製品から50×380×380mmの試験片を切り出して)と書いてあるので素材の厚みを50ミリに揃えて検査しているのでしょう。
だから製品の厚みは関係なしで、もとの材料の硬さを単純に測定しているのである程度参考になると思う。同じ硬さでも製品レベルでは厚みの違いの影響を受けて硬さに違いを感じるだけでは。
ポケロ様
ご指摘ありがとうございます。
誤解を促すような書き方失礼いたしました。
早急に修正いたします。
※追記
JIS規定の試験方法では試験片のサイズを規定していますが、表面の加工、多層構造などの製品ごとの性質により結果にブレるが出ることが多く、そのため、最終製品で試験が行われることとなり結局測定結果がブレてしまうこととなっております。この点について文中に付記しておきました。この度はご指摘ありがとうございました。
加賀照虎
しかし、この試験方法の「厚さの40%まで押し込み」というところに問題があるのです。
表面にプロファイル加工が施されている
硬さの異なる多層構造になっている
厚みが10cm以上ある
などのマットレスとなると、測定結果がブレてくるのです。
ニュートン数値をアテにしてはならない理由を求めて読み始めましたが、「ブレる」という言葉遣いが与える誤った印象のため、この部分で読むのをやめてしまいました。
「測定結果がブレてくる」というのを、「同じ商品を個人で追検査した時の数値が元の数値と違う=ブレる」と解釈してしまいました。
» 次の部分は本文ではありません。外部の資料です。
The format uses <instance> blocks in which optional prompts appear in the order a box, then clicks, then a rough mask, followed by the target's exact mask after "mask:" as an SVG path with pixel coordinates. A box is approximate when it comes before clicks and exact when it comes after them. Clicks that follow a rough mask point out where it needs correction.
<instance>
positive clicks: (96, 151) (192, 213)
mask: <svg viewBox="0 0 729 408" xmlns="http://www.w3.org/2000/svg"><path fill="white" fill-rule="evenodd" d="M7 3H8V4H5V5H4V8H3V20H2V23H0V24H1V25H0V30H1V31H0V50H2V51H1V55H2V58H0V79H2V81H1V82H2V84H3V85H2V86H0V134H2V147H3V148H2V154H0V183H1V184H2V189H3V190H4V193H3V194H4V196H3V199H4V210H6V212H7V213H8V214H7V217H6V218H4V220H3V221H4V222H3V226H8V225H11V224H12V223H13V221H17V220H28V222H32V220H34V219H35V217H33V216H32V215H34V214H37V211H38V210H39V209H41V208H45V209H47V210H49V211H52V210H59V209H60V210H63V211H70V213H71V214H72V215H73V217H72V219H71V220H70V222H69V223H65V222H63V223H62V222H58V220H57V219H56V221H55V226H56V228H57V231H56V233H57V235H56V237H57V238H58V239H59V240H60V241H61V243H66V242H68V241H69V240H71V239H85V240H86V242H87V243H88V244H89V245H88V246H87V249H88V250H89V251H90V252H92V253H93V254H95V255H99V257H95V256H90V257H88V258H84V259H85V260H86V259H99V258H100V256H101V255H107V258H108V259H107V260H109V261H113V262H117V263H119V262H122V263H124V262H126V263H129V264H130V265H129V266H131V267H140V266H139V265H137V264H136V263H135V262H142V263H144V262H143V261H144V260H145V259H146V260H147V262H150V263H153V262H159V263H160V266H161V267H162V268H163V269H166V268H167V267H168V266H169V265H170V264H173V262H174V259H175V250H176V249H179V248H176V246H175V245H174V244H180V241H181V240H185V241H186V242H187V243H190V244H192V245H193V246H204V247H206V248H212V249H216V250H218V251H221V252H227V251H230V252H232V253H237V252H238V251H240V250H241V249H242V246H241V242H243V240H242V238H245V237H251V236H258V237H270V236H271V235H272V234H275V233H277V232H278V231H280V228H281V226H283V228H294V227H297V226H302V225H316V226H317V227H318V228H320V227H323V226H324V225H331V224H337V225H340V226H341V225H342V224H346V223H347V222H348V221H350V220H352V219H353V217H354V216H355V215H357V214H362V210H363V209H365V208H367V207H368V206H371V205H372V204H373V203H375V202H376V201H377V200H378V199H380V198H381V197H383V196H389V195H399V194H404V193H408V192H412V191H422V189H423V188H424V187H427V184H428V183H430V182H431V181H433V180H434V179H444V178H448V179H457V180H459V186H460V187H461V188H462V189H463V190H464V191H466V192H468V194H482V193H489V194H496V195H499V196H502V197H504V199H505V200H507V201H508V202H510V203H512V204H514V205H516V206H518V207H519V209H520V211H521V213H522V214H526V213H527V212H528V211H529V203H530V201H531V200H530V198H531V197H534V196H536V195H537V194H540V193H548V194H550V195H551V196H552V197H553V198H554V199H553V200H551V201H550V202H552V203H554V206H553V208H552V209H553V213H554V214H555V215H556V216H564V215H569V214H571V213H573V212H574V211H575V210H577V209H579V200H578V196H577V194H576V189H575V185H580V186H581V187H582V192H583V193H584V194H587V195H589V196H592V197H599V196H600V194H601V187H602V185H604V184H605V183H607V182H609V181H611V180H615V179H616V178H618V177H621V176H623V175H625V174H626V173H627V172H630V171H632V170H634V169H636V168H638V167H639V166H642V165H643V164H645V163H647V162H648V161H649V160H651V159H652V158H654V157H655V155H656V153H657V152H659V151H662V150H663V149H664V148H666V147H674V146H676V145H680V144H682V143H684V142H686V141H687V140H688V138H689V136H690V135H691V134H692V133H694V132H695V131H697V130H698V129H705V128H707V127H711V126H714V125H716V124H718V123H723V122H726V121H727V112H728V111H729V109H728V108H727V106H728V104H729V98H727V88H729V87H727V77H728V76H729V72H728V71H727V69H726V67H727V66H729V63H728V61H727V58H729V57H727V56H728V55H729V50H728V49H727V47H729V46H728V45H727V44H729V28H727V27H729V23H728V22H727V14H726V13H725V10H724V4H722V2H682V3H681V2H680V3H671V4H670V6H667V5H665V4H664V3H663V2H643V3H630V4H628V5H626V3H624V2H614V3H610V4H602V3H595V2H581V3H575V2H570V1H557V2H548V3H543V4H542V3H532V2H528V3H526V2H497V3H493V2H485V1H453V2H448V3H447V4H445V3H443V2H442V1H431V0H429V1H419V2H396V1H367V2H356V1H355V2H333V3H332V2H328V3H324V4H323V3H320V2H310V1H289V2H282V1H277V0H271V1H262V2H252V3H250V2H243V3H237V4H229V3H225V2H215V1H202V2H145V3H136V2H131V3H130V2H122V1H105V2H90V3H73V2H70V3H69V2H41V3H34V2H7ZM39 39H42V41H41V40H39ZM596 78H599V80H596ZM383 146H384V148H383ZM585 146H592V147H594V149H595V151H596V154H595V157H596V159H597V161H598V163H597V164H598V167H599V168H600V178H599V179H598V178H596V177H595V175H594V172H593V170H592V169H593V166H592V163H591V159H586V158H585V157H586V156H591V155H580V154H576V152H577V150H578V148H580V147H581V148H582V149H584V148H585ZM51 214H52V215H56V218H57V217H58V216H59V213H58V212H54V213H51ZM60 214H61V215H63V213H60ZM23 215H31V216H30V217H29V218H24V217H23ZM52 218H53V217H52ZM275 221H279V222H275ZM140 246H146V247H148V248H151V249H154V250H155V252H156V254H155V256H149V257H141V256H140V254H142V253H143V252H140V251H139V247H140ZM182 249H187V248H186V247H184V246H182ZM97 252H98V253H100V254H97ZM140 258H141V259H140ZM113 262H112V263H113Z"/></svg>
日本ウレタン工業協会の測定方法について詳しくは存じ上げませんが、ある程度の誤差も勘案して、複数回測定した時の平均値を測定結果として公表していると思うところ、「協会の公表数値はXXXだけど、私の測定数値はAAAだから、ブレるのだ」と、そこを指摘しても仕方がないのかなと感じました。
おそらくおっしゃりたいのは、タイトルの通りニュートン数値をアテにして、試しに寝る前に硬すぎる/柔らかすぎる、と判断するのは早計だ、ということなのだと思いましたが、、、。
また、ポケロさんという方も指摘されてましたが、製品の厚みは関係なしで、もとの材料の硬さを単純に測定しているのである程度参考になる、と私も思います。
USO様
誤解を招く記載がありまして失礼しました。
測定方法によっては数値のばらつきがあるため、
同じニュートン数であっても寝心地が変わってくるという
意味合いをお伝えしようとしておりました。
分かりづらく申し訳ございません。